Figures 1 to 3 relate to the first embodiment of the present invention.
The figure shows an imaging device equipped with the first embodiment, FIG. 2 is a block diagram showing the vicinity of the liquid crystal drive circuit, FIG. 3 is an explanatory diagram showing the liquid crystal filter, and FIG. It is an explanatory view showing a liquid crystal filter. 1... Imaging device 3... Objective lens 4... Solid-state image sensor 5... Signal reading circuit 6... Video processing unit 7... Color television receiver 8.21... Liquid crystal filter 9u+...9r++n...Block 1Qnm-1,
=1Of1m-4,22nnl-+, ・=221m
-a... Electrode section 12... Liquid crystal drive circuit 13... A/D converter 14... Encoder 15...
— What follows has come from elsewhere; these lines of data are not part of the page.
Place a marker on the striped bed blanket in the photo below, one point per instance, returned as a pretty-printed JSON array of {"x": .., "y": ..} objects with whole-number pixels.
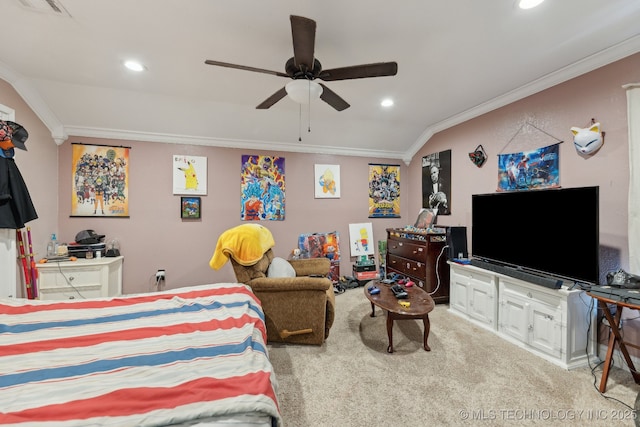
[{"x": 152, "y": 359}]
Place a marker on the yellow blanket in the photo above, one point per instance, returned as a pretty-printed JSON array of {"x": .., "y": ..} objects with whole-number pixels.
[{"x": 246, "y": 244}]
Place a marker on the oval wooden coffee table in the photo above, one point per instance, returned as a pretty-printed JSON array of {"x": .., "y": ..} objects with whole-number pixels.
[{"x": 421, "y": 304}]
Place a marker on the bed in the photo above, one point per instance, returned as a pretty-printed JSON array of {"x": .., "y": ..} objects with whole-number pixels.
[{"x": 190, "y": 356}]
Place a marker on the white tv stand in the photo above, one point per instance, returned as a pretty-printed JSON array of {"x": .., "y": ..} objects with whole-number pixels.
[{"x": 555, "y": 324}]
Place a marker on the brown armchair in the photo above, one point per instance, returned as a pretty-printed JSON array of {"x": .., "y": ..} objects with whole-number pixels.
[{"x": 297, "y": 309}]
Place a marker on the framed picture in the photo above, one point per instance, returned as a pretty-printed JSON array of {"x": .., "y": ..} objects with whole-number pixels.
[
  {"x": 190, "y": 207},
  {"x": 327, "y": 182},
  {"x": 426, "y": 218},
  {"x": 384, "y": 191},
  {"x": 361, "y": 239},
  {"x": 100, "y": 180}
]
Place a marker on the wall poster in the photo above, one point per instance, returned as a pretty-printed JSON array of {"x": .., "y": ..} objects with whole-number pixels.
[
  {"x": 436, "y": 182},
  {"x": 262, "y": 190},
  {"x": 100, "y": 180},
  {"x": 529, "y": 170},
  {"x": 327, "y": 181},
  {"x": 384, "y": 191},
  {"x": 189, "y": 175}
]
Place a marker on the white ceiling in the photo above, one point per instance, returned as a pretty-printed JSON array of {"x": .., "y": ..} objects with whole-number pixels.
[{"x": 456, "y": 59}]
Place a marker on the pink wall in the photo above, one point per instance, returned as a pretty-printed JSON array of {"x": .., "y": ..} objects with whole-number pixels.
[{"x": 155, "y": 237}]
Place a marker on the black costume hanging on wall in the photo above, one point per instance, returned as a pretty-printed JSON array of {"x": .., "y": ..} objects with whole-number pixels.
[{"x": 16, "y": 207}]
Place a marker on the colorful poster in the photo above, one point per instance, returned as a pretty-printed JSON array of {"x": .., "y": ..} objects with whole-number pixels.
[
  {"x": 262, "y": 190},
  {"x": 100, "y": 180},
  {"x": 384, "y": 191},
  {"x": 189, "y": 175},
  {"x": 436, "y": 182},
  {"x": 528, "y": 170}
]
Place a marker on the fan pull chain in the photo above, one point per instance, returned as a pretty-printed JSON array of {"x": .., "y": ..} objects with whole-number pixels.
[
  {"x": 309, "y": 110},
  {"x": 299, "y": 122}
]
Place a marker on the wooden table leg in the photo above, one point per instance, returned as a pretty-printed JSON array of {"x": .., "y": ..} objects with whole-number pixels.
[
  {"x": 390, "y": 332},
  {"x": 610, "y": 347},
  {"x": 427, "y": 326}
]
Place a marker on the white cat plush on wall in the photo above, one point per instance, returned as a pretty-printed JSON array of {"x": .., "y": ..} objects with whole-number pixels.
[{"x": 587, "y": 140}]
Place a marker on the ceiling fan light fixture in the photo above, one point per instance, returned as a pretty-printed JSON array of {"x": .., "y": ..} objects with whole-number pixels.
[
  {"x": 529, "y": 4},
  {"x": 302, "y": 90},
  {"x": 134, "y": 65}
]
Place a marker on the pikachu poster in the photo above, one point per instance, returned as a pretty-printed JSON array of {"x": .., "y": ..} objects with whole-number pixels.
[{"x": 189, "y": 175}]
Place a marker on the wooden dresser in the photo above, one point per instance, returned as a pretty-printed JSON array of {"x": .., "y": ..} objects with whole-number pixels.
[{"x": 422, "y": 257}]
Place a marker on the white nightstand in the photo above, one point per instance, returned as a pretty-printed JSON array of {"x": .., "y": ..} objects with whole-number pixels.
[{"x": 84, "y": 278}]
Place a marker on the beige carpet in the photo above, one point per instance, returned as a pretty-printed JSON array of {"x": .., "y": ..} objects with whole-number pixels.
[{"x": 471, "y": 376}]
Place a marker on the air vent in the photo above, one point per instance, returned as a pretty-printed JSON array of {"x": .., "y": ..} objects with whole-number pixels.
[{"x": 51, "y": 7}]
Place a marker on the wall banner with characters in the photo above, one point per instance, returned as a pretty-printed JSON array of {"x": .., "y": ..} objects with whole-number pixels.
[
  {"x": 262, "y": 190},
  {"x": 384, "y": 191},
  {"x": 100, "y": 180},
  {"x": 529, "y": 170}
]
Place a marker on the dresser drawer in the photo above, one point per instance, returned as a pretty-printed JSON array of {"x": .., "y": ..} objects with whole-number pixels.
[
  {"x": 408, "y": 250},
  {"x": 70, "y": 277},
  {"x": 408, "y": 267},
  {"x": 82, "y": 278}
]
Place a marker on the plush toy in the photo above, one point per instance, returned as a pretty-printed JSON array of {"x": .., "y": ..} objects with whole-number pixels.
[{"x": 587, "y": 140}]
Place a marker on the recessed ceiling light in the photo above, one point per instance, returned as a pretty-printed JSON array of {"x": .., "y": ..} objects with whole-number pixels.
[
  {"x": 528, "y": 4},
  {"x": 134, "y": 65}
]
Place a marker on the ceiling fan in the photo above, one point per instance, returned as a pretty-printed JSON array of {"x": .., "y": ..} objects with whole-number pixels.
[{"x": 304, "y": 67}]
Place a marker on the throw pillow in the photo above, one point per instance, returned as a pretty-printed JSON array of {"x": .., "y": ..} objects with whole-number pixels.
[{"x": 280, "y": 267}]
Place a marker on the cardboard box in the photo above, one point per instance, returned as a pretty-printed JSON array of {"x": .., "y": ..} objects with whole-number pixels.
[
  {"x": 357, "y": 268},
  {"x": 366, "y": 275}
]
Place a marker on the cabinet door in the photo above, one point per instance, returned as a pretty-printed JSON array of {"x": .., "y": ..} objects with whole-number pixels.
[
  {"x": 546, "y": 329},
  {"x": 481, "y": 303},
  {"x": 459, "y": 299},
  {"x": 514, "y": 316}
]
...Multiplexer circuit 16v-+, ...16v-a...Hold circuit 18
...switching circuit

Claims (3)

[Claims] (1) The optical image of the subject is formed by the imaging lens on the light receiving elements arranged on the imaging surface of the solid-state image sensor, and the signal corresponding to each pixel output from each light receiving element is captured. In an imaging device capable of reproducing images, the amount of light received by each light receiving element or a group of consecutive light receiving elements on a moderate scale can be variably adjusted by controlling the application of a voltage in front of the imaging surface. dimmer means for controlling the amount of transmitted light of a portion of the liquid crystal filter that covers the light receiving element based on a signal output from the light receiving element or a group of light receiving elements; An automatic light control device for imaging using a liquid crystal filter, characterized in that: (2) The light control means forms liquid crystal driving signals of a high level number or a low level number according to the level of the output horn signal of the light receiving element, and covers the liquid crystal 1 driving signal with the output horn signal of the light receiving element. An automatic light control device for a Shu image using a liquid crystal filter according to claim 1, characterized in that it is formed by applying a plurality of electric currents t1 of the liquid crystal filter portion. (3) The liquid crystal filter according to claim 1 is used, wherein the light control means functions in a cycle of one frame period in which signals from all the light receiving elements of the solid-state image carrier are read. Automatic light control device for imaging.